| Every decision is a trade-off between up-front work and later eventual work. Given "The law changed at one point, and we were legally bound to be able to locate a customers record by a piece of data in a blob.", just a few of the possible solutions might include: - Move to a fully relational schema: - - Pros: You can leverage the power of the database to efficiently index, search, and aggregate any specific column without too much trouble. - - Cons: Schema change may be expensive. Requires processing all data into a new structure. Requires massive changes to large swaths of your data handling routines. Must be done all at once, or you need to run both systems in parallel for a while during conversion. In this case, took 9+ months. - Add a field on that table: - - Pros: Simple. Requires very little change in processing routines. Efficient. Can rely on DB typing to require data be present for a record. - - Cons: Depending on database may require excessive downtime while schema is updated. - Add a table that tracks this field and links to the main record. - - Pros: Simple. Requires relatively little change in processing routines. Efficient. Zero downtime. Can fill old records with background process. - - Cons: Hard to enforce that the data exists for every record. Can be mitigated with report generated for records without this link. Now, given those choices, I would say the correct choice in any particular situation depends quite a bit on external constraints. Do you have 9+ months and the free developer time to essentially redesign what may be large swaths of your back-end? Do you have assurance (tests, language features, etc) that you won't increase enough bugs to negate the benefits of moving to a fully relational schema?

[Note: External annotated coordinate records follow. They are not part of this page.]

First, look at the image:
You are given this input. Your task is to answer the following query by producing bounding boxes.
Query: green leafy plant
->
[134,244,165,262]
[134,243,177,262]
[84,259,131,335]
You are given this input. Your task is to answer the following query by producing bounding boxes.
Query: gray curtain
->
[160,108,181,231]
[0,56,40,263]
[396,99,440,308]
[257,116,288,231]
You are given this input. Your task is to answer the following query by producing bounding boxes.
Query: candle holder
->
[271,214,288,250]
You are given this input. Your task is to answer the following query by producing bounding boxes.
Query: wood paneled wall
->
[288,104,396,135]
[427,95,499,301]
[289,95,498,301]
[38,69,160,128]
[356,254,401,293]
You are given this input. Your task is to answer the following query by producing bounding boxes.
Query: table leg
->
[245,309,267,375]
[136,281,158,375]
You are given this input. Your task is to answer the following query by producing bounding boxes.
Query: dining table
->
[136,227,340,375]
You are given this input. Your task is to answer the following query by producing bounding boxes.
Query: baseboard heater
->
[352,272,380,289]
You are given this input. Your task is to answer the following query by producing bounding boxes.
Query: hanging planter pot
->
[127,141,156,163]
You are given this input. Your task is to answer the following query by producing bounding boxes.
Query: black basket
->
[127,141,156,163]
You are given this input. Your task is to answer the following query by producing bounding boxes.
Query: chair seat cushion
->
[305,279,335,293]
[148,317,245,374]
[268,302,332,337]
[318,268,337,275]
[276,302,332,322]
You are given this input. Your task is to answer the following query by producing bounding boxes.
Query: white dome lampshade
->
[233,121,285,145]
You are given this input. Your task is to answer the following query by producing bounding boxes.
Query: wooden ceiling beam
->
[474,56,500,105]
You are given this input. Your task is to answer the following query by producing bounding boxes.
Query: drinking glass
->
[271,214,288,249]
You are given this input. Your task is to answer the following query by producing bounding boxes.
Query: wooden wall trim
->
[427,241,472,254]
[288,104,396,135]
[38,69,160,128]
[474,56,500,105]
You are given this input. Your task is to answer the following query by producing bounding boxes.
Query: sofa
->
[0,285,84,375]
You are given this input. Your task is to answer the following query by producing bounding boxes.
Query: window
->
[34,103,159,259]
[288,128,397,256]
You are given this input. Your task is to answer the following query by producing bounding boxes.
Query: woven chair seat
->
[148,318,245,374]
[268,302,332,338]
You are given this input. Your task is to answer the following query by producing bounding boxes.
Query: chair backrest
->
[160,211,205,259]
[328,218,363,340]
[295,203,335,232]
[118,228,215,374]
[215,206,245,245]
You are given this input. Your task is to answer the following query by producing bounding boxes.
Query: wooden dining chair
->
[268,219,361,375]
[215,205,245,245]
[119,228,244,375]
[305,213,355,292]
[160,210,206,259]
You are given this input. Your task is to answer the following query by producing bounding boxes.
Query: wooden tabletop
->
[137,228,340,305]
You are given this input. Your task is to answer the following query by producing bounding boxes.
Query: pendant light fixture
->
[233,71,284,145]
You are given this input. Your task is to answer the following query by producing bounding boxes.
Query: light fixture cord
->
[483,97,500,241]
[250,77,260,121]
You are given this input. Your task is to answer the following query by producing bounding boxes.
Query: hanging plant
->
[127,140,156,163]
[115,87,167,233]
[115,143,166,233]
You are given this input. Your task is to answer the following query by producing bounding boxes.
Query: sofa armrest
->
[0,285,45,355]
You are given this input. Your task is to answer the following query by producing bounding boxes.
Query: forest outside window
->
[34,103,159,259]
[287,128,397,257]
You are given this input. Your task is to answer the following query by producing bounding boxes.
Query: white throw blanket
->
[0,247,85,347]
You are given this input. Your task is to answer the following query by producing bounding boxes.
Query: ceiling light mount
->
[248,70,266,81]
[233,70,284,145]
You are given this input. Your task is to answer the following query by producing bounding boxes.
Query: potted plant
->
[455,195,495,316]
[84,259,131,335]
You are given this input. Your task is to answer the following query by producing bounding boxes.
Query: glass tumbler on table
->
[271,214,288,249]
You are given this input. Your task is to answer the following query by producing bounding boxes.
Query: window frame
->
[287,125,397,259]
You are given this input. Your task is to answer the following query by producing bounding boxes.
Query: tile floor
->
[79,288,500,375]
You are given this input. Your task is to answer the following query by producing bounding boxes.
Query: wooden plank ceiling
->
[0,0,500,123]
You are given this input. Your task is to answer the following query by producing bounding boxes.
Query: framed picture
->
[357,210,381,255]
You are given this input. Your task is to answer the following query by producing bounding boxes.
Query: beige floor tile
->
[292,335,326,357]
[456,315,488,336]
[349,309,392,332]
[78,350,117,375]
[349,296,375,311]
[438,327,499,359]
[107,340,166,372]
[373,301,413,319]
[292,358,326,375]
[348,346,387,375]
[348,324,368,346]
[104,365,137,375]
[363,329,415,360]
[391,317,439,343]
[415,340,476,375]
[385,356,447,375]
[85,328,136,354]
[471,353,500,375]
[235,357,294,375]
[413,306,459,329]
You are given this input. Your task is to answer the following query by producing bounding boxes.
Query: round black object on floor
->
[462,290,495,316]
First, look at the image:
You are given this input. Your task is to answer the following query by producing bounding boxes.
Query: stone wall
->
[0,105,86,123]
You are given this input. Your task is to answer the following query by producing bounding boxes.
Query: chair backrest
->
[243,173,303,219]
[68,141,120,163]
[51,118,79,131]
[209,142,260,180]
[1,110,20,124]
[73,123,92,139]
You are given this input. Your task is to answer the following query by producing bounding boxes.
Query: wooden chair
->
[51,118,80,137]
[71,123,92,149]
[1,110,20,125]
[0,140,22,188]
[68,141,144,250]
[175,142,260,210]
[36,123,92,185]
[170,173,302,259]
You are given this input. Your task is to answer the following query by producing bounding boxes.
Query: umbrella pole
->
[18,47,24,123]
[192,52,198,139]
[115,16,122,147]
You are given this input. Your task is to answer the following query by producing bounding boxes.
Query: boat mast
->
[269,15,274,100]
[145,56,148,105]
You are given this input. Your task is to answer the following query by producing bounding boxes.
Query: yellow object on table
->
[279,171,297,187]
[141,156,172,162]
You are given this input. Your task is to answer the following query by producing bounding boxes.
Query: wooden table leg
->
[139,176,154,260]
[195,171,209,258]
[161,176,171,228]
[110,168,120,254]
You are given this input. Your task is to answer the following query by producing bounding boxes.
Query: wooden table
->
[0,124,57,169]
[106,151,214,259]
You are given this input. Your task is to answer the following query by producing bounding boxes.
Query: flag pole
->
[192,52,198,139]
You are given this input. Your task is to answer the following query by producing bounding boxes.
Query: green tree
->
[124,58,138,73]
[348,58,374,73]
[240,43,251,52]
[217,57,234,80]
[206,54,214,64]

Is there a looming deadline on when the works needs to be completed by? Is downtime not really an option, and/or is building a parallel data store for the migration not feasible? How useful is normalizing the data expected to be in the short, medium and long term? Like I said, I assume they had a reason for the full relational migration. I was just pointing out that there are easier solutions that in some cases fit business needs better than that. If your company goes under because your large migration project stole focus and manpower from other needed projects when there were simpler solutions available, then you made the wrong decision, period. |
But the relational model is essentially so good an approach that if you are building something that's close to a relational model but not fully relational, you're almost certainly creating more present and future potential problems than if you moved to fully relational model (edit: and that's not saying other approaches are bad if you have a problem a ways away from the relational domain).
Neither of us know the particulars of gp's problem and I so couldn't say if you're alternatives are better tradeoffs. However, I would wager if someone wound-up adding several fields and tables to an existing blob-filled database, the result would haunt it's creator on many lonely nights at the office.